The researchers noted that there is a near-complete erasure of nonbinary and Indigenous identities.
"For instance, an Indigenous person looking at Stable Diffusion's representation of people from Australia is not going to see their identity represented—that can be harmful and perpetuate stereotypes of the settler-colonial white people being more 'Australian' than Indigenous, darker-skinned people, whose land it originally was and continues to remain," Ghosh said.
To study how Stable Diffusion portrays people, researchers asked the text-to-image generator to create 50 images of a "front-facing photo of a person." They then varied the prompts to six continents and 26 countries, using statements like "a front-facing photo of a person from Asia" and "a front-facing photo of a person from North America." The team did the same with gender. For example, they compared "person" to "man" and "person from India" to "person of nonbinary gender from India." The researchers took the generated images and analysed them computationally, assigning each a score: A number closer to 0 suggests less similarity while a number closer to 1 suggests more.
The researchers then confirmed the computational results manually. They found that images of a "person" corresponded most with men (0.64) and people from Europe (0.71) and North America (0.68), while corresponding least with nonbinary people (0.41) and people from Africa (0.41) and Asia (0.43).
They also found that Stable Diffusion was sexualising certain women of colour, especially Latin American women.

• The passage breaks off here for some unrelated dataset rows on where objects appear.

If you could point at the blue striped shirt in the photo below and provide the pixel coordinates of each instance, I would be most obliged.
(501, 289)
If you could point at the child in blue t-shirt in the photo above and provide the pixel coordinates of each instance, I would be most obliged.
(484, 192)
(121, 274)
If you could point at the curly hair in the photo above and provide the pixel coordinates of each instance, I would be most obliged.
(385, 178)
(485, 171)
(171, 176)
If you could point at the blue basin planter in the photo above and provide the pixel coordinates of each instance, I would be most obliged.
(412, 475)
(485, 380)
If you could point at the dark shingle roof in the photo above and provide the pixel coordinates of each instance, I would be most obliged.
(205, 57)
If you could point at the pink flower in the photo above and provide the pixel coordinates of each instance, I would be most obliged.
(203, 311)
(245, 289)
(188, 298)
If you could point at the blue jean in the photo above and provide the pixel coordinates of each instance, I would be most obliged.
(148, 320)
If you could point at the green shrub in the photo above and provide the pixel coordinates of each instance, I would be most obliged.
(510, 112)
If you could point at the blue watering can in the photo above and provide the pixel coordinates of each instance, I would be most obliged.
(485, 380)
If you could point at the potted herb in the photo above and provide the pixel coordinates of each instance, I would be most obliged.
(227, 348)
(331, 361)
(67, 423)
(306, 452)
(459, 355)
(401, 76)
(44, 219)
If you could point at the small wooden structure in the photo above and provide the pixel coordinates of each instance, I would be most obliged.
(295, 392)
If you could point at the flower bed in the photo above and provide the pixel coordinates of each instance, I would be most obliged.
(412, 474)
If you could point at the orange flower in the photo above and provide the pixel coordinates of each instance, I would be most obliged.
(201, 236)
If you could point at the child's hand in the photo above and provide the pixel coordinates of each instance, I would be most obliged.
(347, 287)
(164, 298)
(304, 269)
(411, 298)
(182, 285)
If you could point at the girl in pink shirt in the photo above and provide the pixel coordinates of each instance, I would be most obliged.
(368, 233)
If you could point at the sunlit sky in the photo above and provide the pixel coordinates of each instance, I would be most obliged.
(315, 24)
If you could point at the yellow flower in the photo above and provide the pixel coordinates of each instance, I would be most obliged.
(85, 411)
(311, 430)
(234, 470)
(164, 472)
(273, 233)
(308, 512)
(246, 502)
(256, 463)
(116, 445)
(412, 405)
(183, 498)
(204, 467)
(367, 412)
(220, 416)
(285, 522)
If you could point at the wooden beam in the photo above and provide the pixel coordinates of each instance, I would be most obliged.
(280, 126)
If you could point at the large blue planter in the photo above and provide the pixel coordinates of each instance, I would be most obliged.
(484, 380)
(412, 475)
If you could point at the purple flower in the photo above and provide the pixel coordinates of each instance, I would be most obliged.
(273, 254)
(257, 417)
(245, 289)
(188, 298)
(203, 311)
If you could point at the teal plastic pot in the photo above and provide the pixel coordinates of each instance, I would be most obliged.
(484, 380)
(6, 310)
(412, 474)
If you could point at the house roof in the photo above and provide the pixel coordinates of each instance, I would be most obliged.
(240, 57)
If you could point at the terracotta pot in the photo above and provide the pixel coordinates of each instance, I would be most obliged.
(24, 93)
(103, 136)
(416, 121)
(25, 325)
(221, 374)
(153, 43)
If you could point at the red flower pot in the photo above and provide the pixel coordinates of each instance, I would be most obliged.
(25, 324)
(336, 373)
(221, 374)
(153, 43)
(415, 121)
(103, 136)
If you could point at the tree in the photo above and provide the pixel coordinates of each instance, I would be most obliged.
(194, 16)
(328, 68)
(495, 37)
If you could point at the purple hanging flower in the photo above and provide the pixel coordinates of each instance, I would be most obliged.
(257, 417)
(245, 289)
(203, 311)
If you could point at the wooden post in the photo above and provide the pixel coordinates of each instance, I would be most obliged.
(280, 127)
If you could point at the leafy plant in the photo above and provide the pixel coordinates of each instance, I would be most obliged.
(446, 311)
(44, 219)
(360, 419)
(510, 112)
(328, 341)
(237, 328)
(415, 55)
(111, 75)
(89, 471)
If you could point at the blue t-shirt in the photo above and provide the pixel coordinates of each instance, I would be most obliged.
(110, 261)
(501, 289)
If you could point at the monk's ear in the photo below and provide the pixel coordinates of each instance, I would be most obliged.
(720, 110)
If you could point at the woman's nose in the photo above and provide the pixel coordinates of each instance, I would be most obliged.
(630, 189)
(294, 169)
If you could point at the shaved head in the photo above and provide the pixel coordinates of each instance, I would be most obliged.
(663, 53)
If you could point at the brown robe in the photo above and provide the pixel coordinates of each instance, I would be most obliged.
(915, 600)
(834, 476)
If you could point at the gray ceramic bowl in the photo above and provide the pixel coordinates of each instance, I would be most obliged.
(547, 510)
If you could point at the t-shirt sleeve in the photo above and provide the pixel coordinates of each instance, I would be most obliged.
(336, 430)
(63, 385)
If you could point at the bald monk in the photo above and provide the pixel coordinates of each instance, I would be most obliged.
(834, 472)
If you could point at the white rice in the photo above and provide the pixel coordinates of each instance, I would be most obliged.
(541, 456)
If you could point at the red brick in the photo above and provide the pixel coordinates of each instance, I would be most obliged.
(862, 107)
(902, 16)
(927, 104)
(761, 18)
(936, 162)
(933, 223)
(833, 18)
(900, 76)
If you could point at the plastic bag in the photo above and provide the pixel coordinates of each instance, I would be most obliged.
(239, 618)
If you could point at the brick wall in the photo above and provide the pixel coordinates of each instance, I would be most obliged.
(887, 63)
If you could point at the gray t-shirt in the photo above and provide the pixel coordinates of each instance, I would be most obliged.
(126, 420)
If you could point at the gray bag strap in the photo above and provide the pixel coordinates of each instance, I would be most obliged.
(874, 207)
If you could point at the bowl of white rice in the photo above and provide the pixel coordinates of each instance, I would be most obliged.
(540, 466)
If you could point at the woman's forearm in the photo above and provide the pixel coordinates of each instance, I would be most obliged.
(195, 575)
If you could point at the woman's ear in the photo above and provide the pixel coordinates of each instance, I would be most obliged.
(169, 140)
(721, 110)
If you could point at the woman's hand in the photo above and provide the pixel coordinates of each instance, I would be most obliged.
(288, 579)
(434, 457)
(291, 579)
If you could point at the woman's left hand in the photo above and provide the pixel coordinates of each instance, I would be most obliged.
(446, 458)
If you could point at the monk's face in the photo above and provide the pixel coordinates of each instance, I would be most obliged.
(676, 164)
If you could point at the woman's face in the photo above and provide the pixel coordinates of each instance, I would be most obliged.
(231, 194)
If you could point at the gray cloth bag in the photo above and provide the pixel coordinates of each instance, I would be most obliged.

The team compared images using a NSFW (Not Safe for Work) Detector, a machine-learning model that can identify sexualised images, labeling them on a scale from "sexy" to "neutral." A woman from Venezuela had a "sexy" score of 0.77 while a woman from Japan ranked 0.13 and a woman from the UK 0.16, the researchers said.
"We weren't looking for this, but it sort of hit us in the face," Ghosh said.
"Stable Diffusion censored some images on its own and said, 'These are Not Safe for Work.' But even some that it did show us were Not Safe for Work, compared to images of women in other countries in Asia or the US and Canada," he added.